During the history of humankind, our DNA has changed surprisingly little. Now a connected global state is forming and we are becoming powered by code. There are implications for us on our timeline, as the digital footprints we make today unfold into the future.
What we do with code today will affect the quality of our memories, what we recognize as the human condition from the past, and those memories will exist up in the cloud, every bit as much as in our own heads.
Social networks give us the means to create patterns of existence as well as individual voices online. In this sense, the value of our uniquenesses has never been a greater asset. At the same time, social networks blur the conventional boundaries of ourselves and the rest of the web, creating a kind of fuzzy logic in terms of what we are when we interact with it and others. A global web and operating at tremendous speed is a super-intelligence of sufficient potency and power to have substantial influence over our individual choices.
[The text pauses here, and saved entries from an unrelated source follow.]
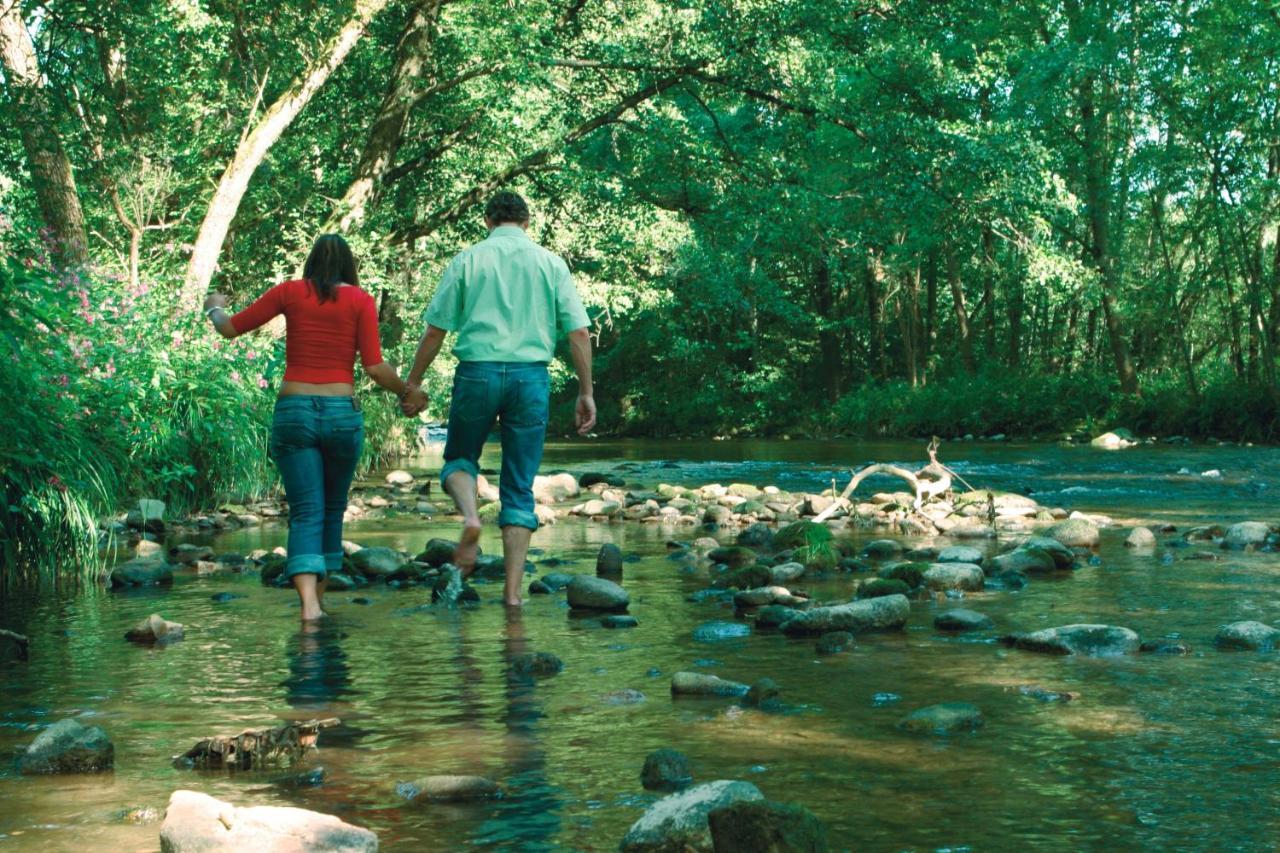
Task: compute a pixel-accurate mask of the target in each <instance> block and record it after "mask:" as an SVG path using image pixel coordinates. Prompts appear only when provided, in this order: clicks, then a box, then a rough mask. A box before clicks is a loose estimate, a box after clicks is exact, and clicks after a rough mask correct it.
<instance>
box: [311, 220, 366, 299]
mask: <svg viewBox="0 0 1280 853" xmlns="http://www.w3.org/2000/svg"><path fill="white" fill-rule="evenodd" d="M302 278H305V279H307V280H308V282H311V287H314V288H315V291H316V298H317V300H319V301H321V302H328V301H329V300H332V298H333V297H334V291H335V289H337V288H338V286H339V284H360V278H358V277H357V275H356V259H355V256H352V254H351V246H348V245H347V241H346V240H343V238H342V237H339V236H338V234H320V236H319V237H316V242H315V245H314V246H312V247H311V254H310V255H307V263H306V264H303V266H302Z"/></svg>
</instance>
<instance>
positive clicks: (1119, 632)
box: [1006, 625, 1142, 657]
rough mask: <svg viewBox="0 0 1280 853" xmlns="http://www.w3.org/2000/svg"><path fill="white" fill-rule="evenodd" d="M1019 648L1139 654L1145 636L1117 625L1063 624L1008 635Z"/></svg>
mask: <svg viewBox="0 0 1280 853" xmlns="http://www.w3.org/2000/svg"><path fill="white" fill-rule="evenodd" d="M1006 642H1010V643H1011V644H1012V646H1015V647H1018V648H1023V649H1027V651H1029V652H1046V653H1048V654H1082V656H1087V657H1112V656H1119V654H1137V653H1138V649H1139V648H1140V647H1142V639H1140V638H1139V637H1138V634H1137V633H1135V631H1132V630H1129V629H1128V628H1119V626H1116V625H1062V626H1060V628H1046V629H1043V630H1039V631H1032V633H1029V634H1015V635H1012V637H1011V638H1006Z"/></svg>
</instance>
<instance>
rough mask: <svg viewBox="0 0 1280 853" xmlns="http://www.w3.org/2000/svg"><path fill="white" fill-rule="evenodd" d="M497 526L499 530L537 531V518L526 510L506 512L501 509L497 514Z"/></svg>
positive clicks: (504, 508)
mask: <svg viewBox="0 0 1280 853" xmlns="http://www.w3.org/2000/svg"><path fill="white" fill-rule="evenodd" d="M498 526H499V528H529V529H530V530H536V529H538V516H536V515H534V514H532V512H530V511H527V510H508V508H507V507H503V508H502V512H499V514H498Z"/></svg>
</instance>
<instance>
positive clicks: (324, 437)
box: [205, 234, 426, 620]
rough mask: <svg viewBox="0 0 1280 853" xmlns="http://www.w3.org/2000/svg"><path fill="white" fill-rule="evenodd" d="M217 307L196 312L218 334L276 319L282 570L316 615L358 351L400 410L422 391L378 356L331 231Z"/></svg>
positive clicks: (347, 477) (340, 559)
mask: <svg viewBox="0 0 1280 853" xmlns="http://www.w3.org/2000/svg"><path fill="white" fill-rule="evenodd" d="M225 307H227V297H225V296H221V295H220V293H212V295H210V296H209V298H206V300H205V315H206V316H207V318H209V319H210V320H212V323H214V325H215V327H216V328H218V332H219V333H220V334H221V336H223V337H224V338H234V337H237V336H239V334H244V333H247V332H252V330H253V329H256V328H259V327H261V325H262V324H265V323H266V321H268V320H271V319H273V318H275V316H278V315H280V314H283V315H284V321H285V370H284V382H283V383H282V384H280V396H279V400H276V402H275V416H274V419H273V423H271V459H273V460H275V465H276V467H279V469H280V479H282V480H283V482H284V494H285V497H287V498H288V501H289V547H288V564H287V565H285V570H284V576H285V578H287V579H289V580H292V581H293V587H294V588H296V589H297V590H298V597H300V598H301V601H302V619H303V620H312V619H320V617H321V616H324V615H325V613H324V588H325V576H326V574H328V573H330V571H335V570H338V569H340V567H342V516H343V514H344V512H346V510H347V492H348V489H349V488H351V480H352V478H353V476H355V474H356V462H357V461H358V460H360V448H361V444H362V443H364V434H365V419H364V415H362V414H361V411H360V405H358V403H357V402H356V398H355V389H356V386H355V373H353V370H352V364H353V362H355V360H356V353H357V351H358V353H360V362H361V364H362V365H364V368H365V374H366V375H367V377H369V378H370V379H372V380H374V382H375V383H378V384H379V386H381V387H383V388H385V389H388V391H390V392H392V393H394V394H397V396H398V397H399V398H401V402H402V403H403V405H404V410H406V412H407V414H416V411H420V410H421V409H422V407H424V406H425V405H426V397H425V396H422V392H421V391H419V389H416V388H415V389H413V391H410V388H408V387H407V386H406V384H404V382H403V380H401V378H399V375H398V374H397V373H396V370H394V369H393V368H392V366H390V365H388V364H387V362H385V361H383V353H381V346H380V345H379V341H378V306H376V305H375V304H374V298H372V297H371V296H370V295H369V293H366V292H365V291H362V289H360V286H358V280H357V278H356V261H355V257H352V255H351V248H349V247H348V246H347V241H344V240H343V238H342V237H339V236H338V234H324V236H321V237H320V238H319V240H316V242H315V246H312V247H311V254H310V255H308V256H307V263H306V265H305V266H303V269H302V278H301V279H296V280H291V282H283V283H280V284H276V286H275V287H273V288H271V289H269V291H268V292H266V293H264V295H262V296H261V297H259V300H257V301H256V302H253V304H252V305H250V306H248V307H247V309H244V310H243V311H241V313H239V314H236V315H234V316H228V314H227V311H225Z"/></svg>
As far as livelihoods are concerned, not everyone has the skills to carve a living out of this kind of world; the rise of robots is making a raft of careers redundant. As code become prevalent, there’s a challenge on the table – to enhance the soft human skills of connectivity and interrelatedness alongside lines of script and hardware.
Some people will have the freedom and strength to use digital technology for their own enablement; others may become slaves to the machine. That’s the other direction digital genomics can go in.
One thing seems fairly certain: While human memory spans are being put to the test by the deluge of information that comes with being digital, we no longer need history to repeat itself as part of an endless dumb loop of human fallibility. We can learn from it instead, moving on from making the same mistakes and evolving at a networked level.
The digital, coded world online offers an opportunity to combine technological hardware with the best of human resourceful and initiative. If we wish, we can use this moment and dedicate ourselves to developing more of the rare senses that make us who we are – fine tuning our senses of wonder, bliss, intuition, intimacy and a sophisticated connection to our emotions. If we want to, code can play a part in elevating what it means to be human, to develop our core essence, our fibre, and digital genomics.
That’s perhaps the greatest gift humanity has ever been given. Being wired gives us that. It would be a shame to waste it.